In the present work, the convention used for the value of the pion mass in the isospin limit is irrelevant, because we account for isospin breaking when comparing our calculation with experiment. In Fig. 20, however, it does matter: the straight line that shows the behaviour at leading order (LO), for instance, depends on it. We identify the isospin limit of the pion mass with the mass of the charged pion, while in [15], the mass of the neutral pion was used. If isospin breaking corrections are not applied, that choice is preferable because isospin breaking in the masses of the pions is dominated by electromagnetism, which barely affects the mass of the neutral pion. We correct for the difference in the same way as for the isospin breaking corrections, using \(\chi \)PT. At LO, the transformation of the amplitude from one convention to the other amounts to a mere rescaling of the vertical axis, by the factor \(M_{\pi ^+}^2/M_{\pi ^0}^2\,(M_\eta ^2-M_{\pi ^0}^2)/(M_\eta ^2-M_{\pi ^+}^2)\simeq 1.074\). At one-loop, the isospin limit of the chiral representation is given by \(M_c^{\mathrm {GL}}(s,t,u)\) and the real parts are readily worked out for \(M_\pi =M_{\pi ^0}\) as well as for \(M_\pi =M_{\pi ^+}\). The ratio of the real parts remains roughly constant, but at a slightly larger value. We expect this to be the case for the dispersive representation as well – the red curve in Fig. 20 is obtained from the one shown in the old figure by stretching the values with the one-loop result for the ratio of the real parts.

For comparison, the open circles in Fig. 20 show the real part of the amplitude belonging to the matching solution, fit\(\chi _4\). The main difference between this representation and the one obtained in Ref. [15] is that the \(\pi \pi \) phase shifts are now known much more precisely. The figure shows that the old calculation underestimates the amplification of the amplitude by the final state interaction at threshold, but overestimates its growth with the energy.
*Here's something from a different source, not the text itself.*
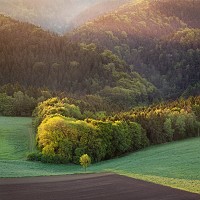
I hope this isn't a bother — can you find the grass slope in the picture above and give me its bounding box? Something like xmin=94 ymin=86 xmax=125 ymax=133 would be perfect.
xmin=0 ymin=117 xmax=34 ymax=160
xmin=0 ymin=117 xmax=199 ymax=194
The figure also shows the outcome of two more recent calculations [43, 47]. Kampf, Knecht, Novotný and Zdrádhal [43] have adopted a dispersive approach as well, but instead of solving the dispersion relations numerically, they have solved them analytically by iterations, stopping at the second iteration. This corresponds to a two-loop \(\chi \)PT representation from the analytic point of view, but the subtraction constants are not exactly related to the LEC of \(\chi \)PT, as the authors explain in their paper. In this connection, we refer to the detailed comparison of the dispersive approach with the two-loop representation of \(\chi \)PT given above (Sect. 6). Their approach also differs from ours in the way the normalization of the amplitude is fixed from theory: while we use the value of the Taylor invariant \(K_0\), they use the imaginary part of the amplitude along the line \(t=u\).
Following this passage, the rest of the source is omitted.